Contexto: Entorno físico o de situación, ya sea político, histórico, cultural o de cualquier otra índole, en el cual se considera un hecho.


Pasaron varios días y ya estoy lejos de Auckland. Hoy me siento a escribir las últimas líneas de este artículo en la cocina del hostel, en Christchurch, la ciudad que hace poco más de un año sufrió un terremoto de 6,3 grados de magnitud en la escala de Richter. Hace un rato, mientras caminaba alrededor del cerco gigante que rodea el centro, volví a pensar en el tema del contexto. ¿Cómo es vivir un terremoto? Se me hace simplemente imposible pensar en como sería que el lugar en el que vivo, de un día para el otro, se convierta en ruinas. Miro a mi alrededor y las paredes de la habitación están empapeladas con mapas de todas partes del mundo. Cada tanto entra alguien a prepararse un café o a servirse algo para comer, son muchos los países con representantes que alguna vez dijeron presente en este recinto. Y cada uno de ellos será capaz de contar su propia versión de los hechos.

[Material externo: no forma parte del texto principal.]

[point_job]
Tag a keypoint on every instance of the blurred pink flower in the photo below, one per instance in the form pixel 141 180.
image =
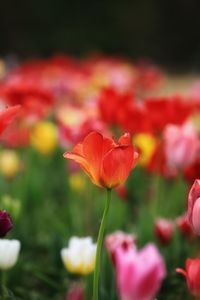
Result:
pixel 181 146
pixel 184 226
pixel 75 292
pixel 118 239
pixel 164 230
pixel 139 274
pixel 193 211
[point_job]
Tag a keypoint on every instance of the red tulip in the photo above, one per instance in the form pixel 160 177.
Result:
pixel 106 162
pixel 192 275
pixel 164 230
pixel 7 115
pixel 193 212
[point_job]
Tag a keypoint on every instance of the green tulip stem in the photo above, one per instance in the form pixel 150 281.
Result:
pixel 3 284
pixel 99 246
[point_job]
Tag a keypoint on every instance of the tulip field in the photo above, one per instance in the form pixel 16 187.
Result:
pixel 99 180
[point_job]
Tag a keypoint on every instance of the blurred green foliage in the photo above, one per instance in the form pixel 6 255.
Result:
pixel 51 212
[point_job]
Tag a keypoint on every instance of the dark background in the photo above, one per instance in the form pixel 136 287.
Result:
pixel 165 31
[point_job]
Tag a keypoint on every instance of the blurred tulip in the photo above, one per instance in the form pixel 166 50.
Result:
pixel 44 137
pixel 184 226
pixel 146 143
pixel 181 145
pixel 118 239
pixel 9 252
pixel 193 210
pixel 192 275
pixel 7 115
pixel 164 230
pixel 75 292
pixel 80 255
pixel 139 274
pixel 9 163
pixel 106 162
pixel 5 223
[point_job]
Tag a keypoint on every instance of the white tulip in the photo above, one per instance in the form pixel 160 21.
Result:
pixel 9 252
pixel 80 255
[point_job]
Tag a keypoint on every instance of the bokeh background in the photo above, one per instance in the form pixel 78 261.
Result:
pixel 166 32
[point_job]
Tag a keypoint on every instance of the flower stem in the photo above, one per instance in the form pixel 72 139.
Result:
pixel 3 284
pixel 99 246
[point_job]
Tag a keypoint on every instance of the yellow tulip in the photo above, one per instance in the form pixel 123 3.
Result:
pixel 146 143
pixel 44 137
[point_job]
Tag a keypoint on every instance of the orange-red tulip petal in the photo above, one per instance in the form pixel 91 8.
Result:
pixel 106 162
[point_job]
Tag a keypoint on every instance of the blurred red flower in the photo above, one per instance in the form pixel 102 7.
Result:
pixel 164 230
pixel 7 115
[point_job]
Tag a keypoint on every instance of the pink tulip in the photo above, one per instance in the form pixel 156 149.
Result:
pixel 164 230
pixel 193 212
pixel 181 146
pixel 139 274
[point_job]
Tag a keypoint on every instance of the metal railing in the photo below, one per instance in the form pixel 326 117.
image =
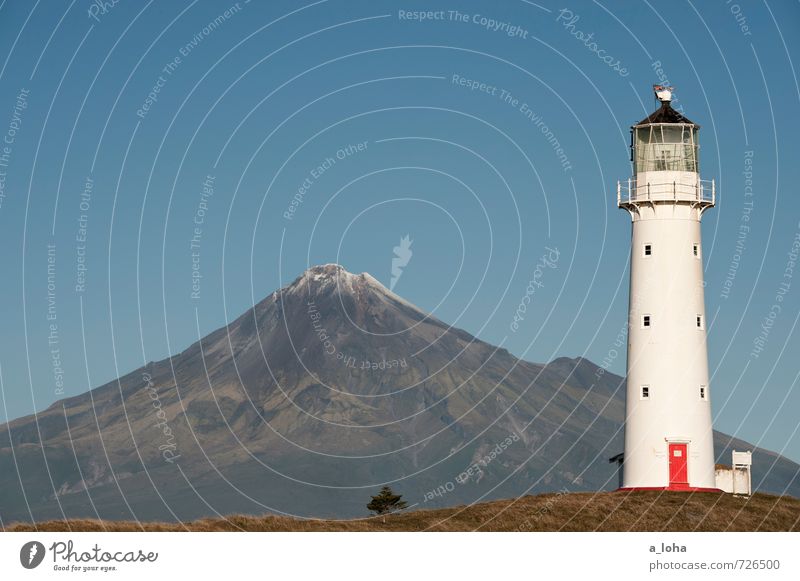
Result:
pixel 700 191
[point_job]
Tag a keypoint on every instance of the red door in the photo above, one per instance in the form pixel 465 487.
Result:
pixel 678 472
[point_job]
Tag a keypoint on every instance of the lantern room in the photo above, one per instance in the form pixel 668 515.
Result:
pixel 665 156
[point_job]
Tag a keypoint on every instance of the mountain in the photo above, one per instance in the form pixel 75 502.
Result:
pixel 312 399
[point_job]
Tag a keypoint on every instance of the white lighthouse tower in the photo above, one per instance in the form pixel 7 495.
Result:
pixel 668 435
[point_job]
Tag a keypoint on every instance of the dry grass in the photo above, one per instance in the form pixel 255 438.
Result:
pixel 604 511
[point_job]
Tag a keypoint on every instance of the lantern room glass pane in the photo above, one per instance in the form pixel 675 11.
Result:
pixel 665 148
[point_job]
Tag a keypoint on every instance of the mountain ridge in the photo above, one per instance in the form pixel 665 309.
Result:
pixel 314 396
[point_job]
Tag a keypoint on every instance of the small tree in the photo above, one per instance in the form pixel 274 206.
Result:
pixel 386 501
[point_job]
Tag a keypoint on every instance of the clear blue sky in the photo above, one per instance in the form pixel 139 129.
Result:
pixel 262 95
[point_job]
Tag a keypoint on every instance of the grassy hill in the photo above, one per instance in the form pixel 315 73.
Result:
pixel 602 511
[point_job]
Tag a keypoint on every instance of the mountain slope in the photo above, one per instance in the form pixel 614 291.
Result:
pixel 309 401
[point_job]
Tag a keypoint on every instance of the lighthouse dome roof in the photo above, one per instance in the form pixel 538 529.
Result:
pixel 666 114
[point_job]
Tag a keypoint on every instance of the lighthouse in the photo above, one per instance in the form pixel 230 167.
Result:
pixel 668 435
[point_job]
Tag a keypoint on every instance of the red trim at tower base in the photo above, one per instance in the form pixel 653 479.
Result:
pixel 672 488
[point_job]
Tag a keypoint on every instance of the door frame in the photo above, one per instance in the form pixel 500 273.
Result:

Vivimos – frecuentemente – preocupados por los contratiempos que nos invaden en nuestra vida cotidiana. Solemos catalogarlos como problemas, pero basta con que alguien cercano nos cuente que le pasó tal o cual cosa, que represente una gravedad de mayor nivel, para que luego de la comparación lleguemos a concluir que no tenemos derecho a quejarnos de nada. Hace un par de días charlaba con un inglés con el que compartí habitación en Wellington y, al comentarle que venía para Christchurch, me dijo: “no hay nada para ver, está todo cerrado”. Ahora que he recorrido esta ciudad, difícilmente pueda estar más lejos de compartir ese pensamiento. Porque, como decía al comenzar, cada uno vive su vida como quiere o puede. Porque bien vale hacer el ejercicio de ponerse en el lugar del otro, pero siempre teniendo en claro que cada uno de nosotros es único, e irrepetible.